A Definition of End-of-Life Confusion

As the body readies itself for what must be done at the approach of the end of its life, many core functions begin to change, slow down, or stop altogether. The brain’s ability to process cognitive thought is often one of these changing functions, and as a result the hospice patient can exhibit a number of different behaviors that can be classified as confusion, delirium, or evidence of impaired mental ability. Here are a few examples: • Reduced awareness of their surroundings • Shorter attention span or reduction in short-term memory • Inability to understand time and place • Visual and auditory hallucinations • Speech impediments or new and strange speech patterns • Mood swings, agitation, and sudden irritability • Delusional or impaired thought These end-of-life symptoms can occur together, separate, or with other physiological end-of-life changes. These can include incontinence and/or bowel problems, insomnia or excessive sleeping, appetite changes, physical restlessness or deterioration, and others. If you have questions about any of the above mentioned symptoms, you can speak with a hospice expert 24/7 by choosing an option in the blue bar above.

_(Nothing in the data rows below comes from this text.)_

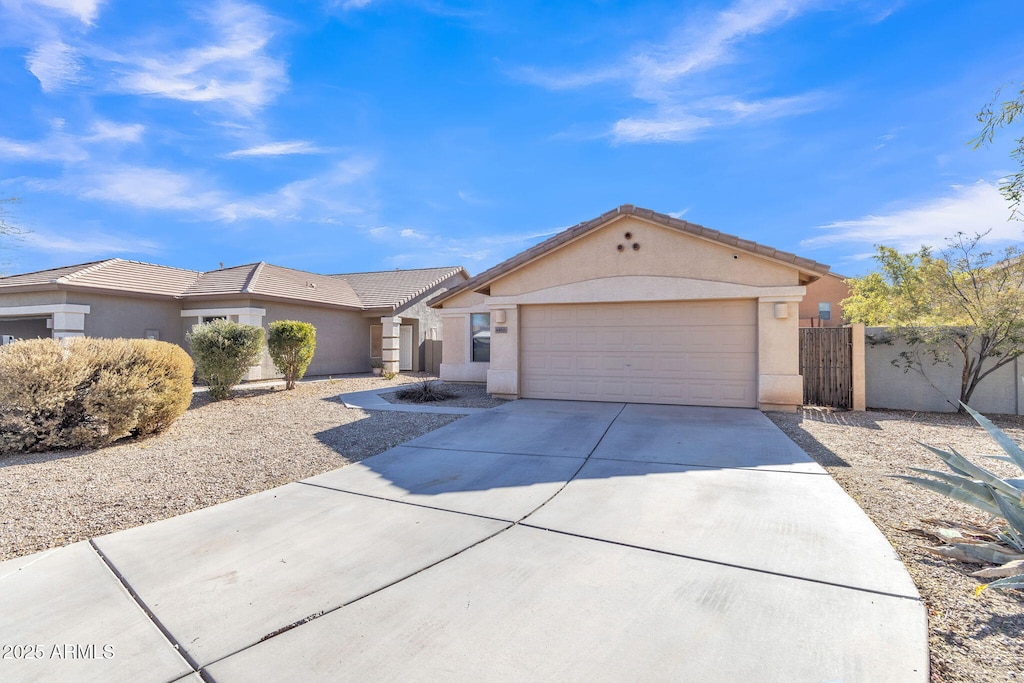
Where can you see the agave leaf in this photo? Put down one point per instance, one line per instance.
(1012, 538)
(1014, 568)
(946, 457)
(1005, 441)
(1006, 459)
(1012, 511)
(978, 553)
(1009, 582)
(964, 466)
(952, 492)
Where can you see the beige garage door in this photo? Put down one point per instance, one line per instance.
(685, 352)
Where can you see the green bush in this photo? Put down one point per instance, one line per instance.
(223, 351)
(292, 345)
(89, 392)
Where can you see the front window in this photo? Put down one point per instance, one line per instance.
(479, 332)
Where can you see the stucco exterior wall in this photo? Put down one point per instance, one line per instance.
(832, 289)
(457, 365)
(25, 328)
(113, 316)
(663, 252)
(937, 389)
(32, 298)
(342, 337)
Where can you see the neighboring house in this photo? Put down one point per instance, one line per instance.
(634, 306)
(356, 315)
(821, 306)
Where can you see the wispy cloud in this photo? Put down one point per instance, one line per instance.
(278, 150)
(235, 68)
(351, 4)
(421, 247)
(318, 199)
(88, 243)
(84, 10)
(660, 76)
(60, 145)
(148, 188)
(970, 209)
(55, 65)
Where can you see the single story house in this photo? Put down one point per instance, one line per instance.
(357, 315)
(634, 306)
(822, 306)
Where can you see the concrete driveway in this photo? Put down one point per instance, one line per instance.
(538, 541)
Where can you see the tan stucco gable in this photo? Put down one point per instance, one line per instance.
(649, 251)
(599, 275)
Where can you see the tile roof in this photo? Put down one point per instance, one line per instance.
(273, 281)
(482, 280)
(278, 282)
(392, 289)
(388, 289)
(114, 273)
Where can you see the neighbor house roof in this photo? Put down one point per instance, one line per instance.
(389, 289)
(481, 282)
(392, 289)
(264, 280)
(114, 273)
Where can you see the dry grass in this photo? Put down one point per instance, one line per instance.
(971, 639)
(260, 438)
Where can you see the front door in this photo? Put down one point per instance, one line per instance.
(406, 347)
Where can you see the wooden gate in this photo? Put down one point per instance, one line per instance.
(432, 356)
(826, 364)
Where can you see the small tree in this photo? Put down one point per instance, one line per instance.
(292, 344)
(993, 117)
(962, 300)
(223, 351)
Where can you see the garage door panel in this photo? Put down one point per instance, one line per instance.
(672, 352)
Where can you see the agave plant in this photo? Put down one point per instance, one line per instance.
(979, 487)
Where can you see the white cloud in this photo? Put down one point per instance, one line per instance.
(93, 244)
(111, 131)
(969, 209)
(657, 74)
(54, 65)
(325, 196)
(278, 150)
(705, 44)
(678, 128)
(67, 147)
(351, 4)
(147, 188)
(235, 69)
(84, 10)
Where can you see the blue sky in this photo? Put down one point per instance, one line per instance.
(345, 135)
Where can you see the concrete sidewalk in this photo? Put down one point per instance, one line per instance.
(540, 540)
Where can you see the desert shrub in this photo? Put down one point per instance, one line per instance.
(425, 392)
(89, 392)
(223, 351)
(291, 344)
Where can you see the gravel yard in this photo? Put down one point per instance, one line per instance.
(468, 395)
(262, 437)
(972, 639)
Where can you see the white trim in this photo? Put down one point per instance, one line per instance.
(204, 312)
(48, 308)
(646, 288)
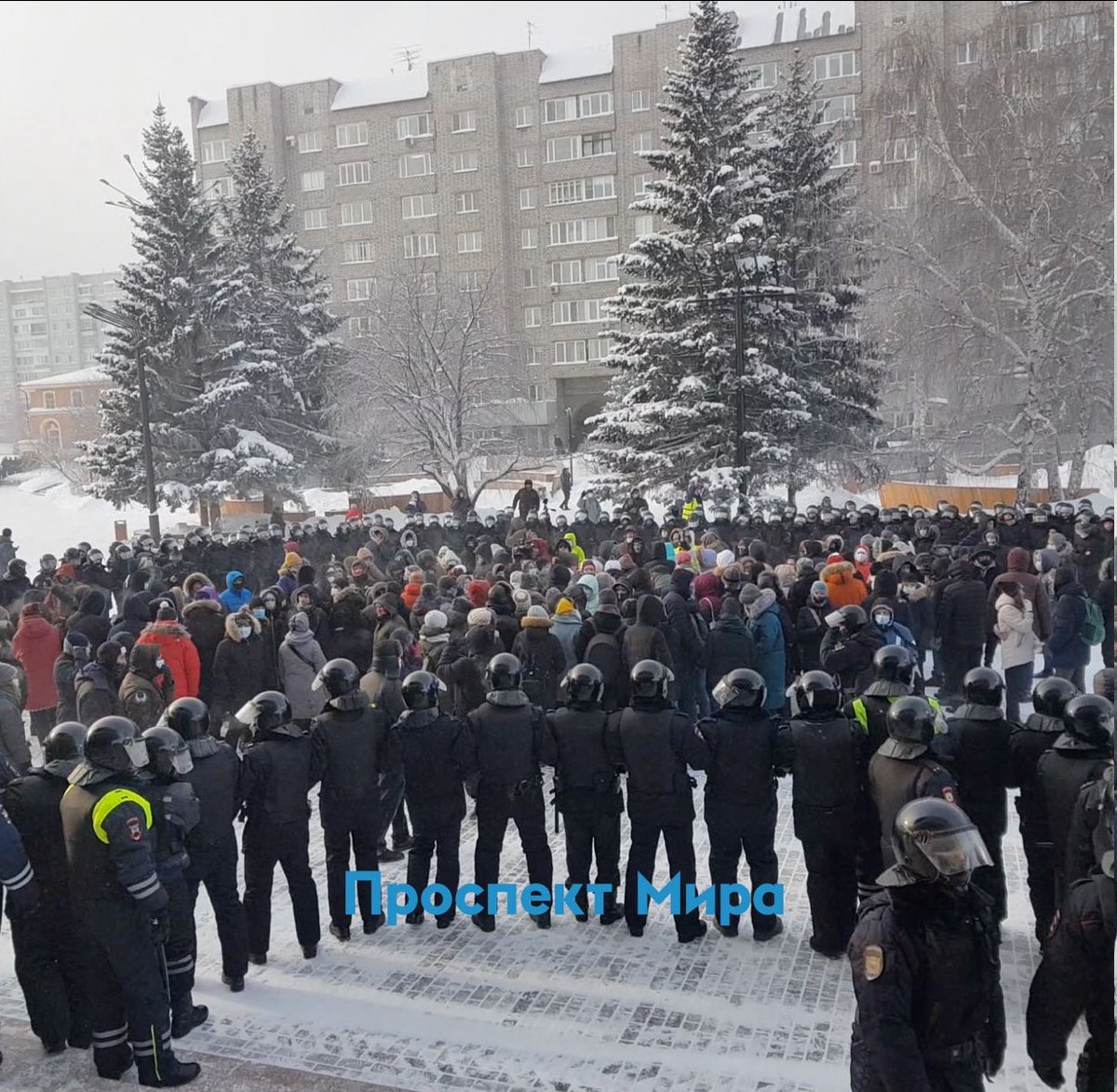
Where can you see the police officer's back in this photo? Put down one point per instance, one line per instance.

Causes of Confusion at End of Life

There are a number of elements that can lead to end-of-life confusion. Various medications can interfere with cognition and can lead to end-of-life confusion, especially common pain medications. Secondary issues such as a terminal tumor placing pressure on the brain or even simple fear, anger, or emotional turmoil can also contribute to the type of mental agitation that can lead to confusion. Other times, however, it is because a human brain near the end is simply unable to function as it once did. One often-cited reason for such a slow but steady decline of reasoning is a lack of oxygen being supplied to the brain, as the human brain needs a specific amount of oxygen to operate at full capacity. Reducing this oxygen can result in impaired consciousness and confusion, and there is little to nothing that can be done about this if the patient’s circulatory system isn’t carrying enough oxygen in the blood to feed organs like the brain.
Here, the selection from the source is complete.